Commensurate with the demographic changes in the overall population, recent studies have demonstrated changes in the demography of patients who visit general practice.3 Over the past 16 years, a greater proportion of visits are being made by adults and seniors and a smaller proportion by children.3 Similar trends are occurring among family physicians in the United States, which has an ageing population similar to that of Australia.4
As the demography of general practice changes, it is unknown whether similar changes are occurring in the community based training environment of general practice registrars. Currently, as a core requirement of Australian vocational training, general practice registrars are required to complete a hospital paediatric rotation or an emergency department rotation with a significant paediatric caseload. They are also expected to encounter paediatric patients in the community based setting during their clinical placements in primary care practices.
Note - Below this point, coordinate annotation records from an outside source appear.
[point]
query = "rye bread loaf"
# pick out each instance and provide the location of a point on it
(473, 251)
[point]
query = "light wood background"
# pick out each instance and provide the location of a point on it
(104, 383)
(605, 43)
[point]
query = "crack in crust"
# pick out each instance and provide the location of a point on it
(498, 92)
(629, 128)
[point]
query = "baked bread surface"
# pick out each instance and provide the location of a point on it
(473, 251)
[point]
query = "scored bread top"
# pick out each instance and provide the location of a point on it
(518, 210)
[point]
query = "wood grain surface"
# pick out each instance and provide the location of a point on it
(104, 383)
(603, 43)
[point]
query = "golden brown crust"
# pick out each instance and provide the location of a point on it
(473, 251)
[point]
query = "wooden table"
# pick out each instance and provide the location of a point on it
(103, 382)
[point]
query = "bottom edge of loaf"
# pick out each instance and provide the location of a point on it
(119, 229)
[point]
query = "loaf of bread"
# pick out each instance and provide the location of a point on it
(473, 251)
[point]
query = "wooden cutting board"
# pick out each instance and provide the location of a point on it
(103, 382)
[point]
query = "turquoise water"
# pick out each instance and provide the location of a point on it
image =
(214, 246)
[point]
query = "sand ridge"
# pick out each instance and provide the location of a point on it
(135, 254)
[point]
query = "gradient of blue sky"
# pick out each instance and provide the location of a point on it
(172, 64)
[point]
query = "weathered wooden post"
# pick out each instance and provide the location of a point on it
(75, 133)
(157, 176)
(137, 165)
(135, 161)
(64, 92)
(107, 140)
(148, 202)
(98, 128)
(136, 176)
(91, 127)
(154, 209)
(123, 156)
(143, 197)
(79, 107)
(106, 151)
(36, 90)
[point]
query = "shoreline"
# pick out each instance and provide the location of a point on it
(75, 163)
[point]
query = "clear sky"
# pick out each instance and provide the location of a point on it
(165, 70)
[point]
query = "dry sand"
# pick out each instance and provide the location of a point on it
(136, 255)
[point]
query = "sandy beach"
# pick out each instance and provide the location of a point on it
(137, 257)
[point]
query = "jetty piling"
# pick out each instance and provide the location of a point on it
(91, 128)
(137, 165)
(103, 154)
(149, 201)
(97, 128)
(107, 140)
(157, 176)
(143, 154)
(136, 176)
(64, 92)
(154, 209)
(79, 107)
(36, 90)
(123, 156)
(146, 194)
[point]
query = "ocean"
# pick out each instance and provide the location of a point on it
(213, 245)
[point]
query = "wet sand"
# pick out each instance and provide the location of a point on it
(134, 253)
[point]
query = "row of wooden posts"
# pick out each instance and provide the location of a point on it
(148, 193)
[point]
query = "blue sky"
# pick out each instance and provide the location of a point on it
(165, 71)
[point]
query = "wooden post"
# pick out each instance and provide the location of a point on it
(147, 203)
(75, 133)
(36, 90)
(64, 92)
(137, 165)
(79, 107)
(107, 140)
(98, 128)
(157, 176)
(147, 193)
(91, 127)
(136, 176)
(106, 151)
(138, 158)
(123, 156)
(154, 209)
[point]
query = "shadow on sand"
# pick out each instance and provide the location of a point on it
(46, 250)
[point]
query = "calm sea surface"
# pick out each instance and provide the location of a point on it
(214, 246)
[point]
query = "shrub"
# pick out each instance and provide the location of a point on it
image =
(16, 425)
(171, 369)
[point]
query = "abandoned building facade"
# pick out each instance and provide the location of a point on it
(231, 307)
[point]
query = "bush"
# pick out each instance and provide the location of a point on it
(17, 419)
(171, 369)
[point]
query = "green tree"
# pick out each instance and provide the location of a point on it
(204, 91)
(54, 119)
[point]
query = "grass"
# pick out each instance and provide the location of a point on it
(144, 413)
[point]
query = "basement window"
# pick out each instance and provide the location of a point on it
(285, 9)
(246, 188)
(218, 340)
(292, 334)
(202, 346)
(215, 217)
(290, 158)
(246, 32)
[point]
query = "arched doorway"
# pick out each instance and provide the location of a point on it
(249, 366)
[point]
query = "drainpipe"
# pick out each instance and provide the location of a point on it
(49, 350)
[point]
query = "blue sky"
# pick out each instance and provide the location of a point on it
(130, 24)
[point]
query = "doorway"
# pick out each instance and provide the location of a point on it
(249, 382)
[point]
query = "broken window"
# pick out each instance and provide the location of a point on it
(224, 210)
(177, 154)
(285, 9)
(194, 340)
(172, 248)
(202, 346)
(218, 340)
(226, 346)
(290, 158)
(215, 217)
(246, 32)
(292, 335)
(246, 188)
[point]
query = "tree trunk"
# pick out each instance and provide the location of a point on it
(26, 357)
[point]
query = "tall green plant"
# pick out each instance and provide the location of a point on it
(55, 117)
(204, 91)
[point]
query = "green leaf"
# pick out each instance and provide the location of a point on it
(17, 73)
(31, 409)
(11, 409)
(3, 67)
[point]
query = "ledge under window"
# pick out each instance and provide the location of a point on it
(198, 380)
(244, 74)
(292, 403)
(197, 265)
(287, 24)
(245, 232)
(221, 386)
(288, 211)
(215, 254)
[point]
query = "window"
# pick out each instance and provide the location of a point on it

Exposure to both the normal and abnormal developmental processes, as well as to the primary care management of acute and chronic conditions across many ages, is considered essential for registrars to gain both experience and competence in the care of children. However, no current information exists regarding the community based paediatric exposure of registrars in primary care settings, either in the volume of care provided or the mix of diagnoses seen.
To examine the current paediatric experiences of registrars in community based clinical training, we queried a relatively new data source, the Registrar Clinical Encounters in Training (ReCEnT) dataset.5 This dataset was developed General Practice Training Valley to Coast (a regional training provider) to better understand what registrars do in their community based clinical placements and the types of patients they see.
Methods
The ReCEnT dataset
In addition to General Practice Training Valley to Coast, two other training providers currently collect and contribute data to the ReCEnT dataset: the Victorian Metropolitan Alliance and General Practice Training Tasmania. All registrars training under these providers complete data collection as a compulsory audit procedure. They may 'opt in' to consent to their data being used for research purposes.
The ReCEnT dataset uses a paper based data collection instrument, based on the BEACH study tool and patient encounter tools from similar studies.6–8 Registrars at approximately the midpoint of each of their 6 month general practice training terms record the details of 60 consecutive patient encounters. This represents approximately 1 week of consultations for a full time first term registrar. Registrars record only consultations conducted in the general practice office setting (ie. not those conducted in a nursing home or on a home visit).
Data is entered into a Microsoft Access database. Data on reason for encounter, problems managed, investigations and referrals made are classified using the International Classification of Primary Care, second edition (ICPC2-plus) disease classification system.9
The ReCEnT study received ethics approval from the University of Newcastle Human Research Ethics Committee, approval number H-2009-0323.
Data extraction and analysis
We interrogated the ReCEnT dataset for data relating to the age of the patient seen, encounter duration and diagnostic parameters. These were collated into simple descriptive statistics and used to make univariate comparisons of registrar and practice groups on these outcomes using student t-tests (or nonparametric equivalent) or chi-square analyses, as appropriate. All analyses were conducted using SAS/STAT version 9.2 software (RTP, NC). There was occasional failure to document individual items on the data collection sheet by registrars. All items for which there were values recorded were used in analyses.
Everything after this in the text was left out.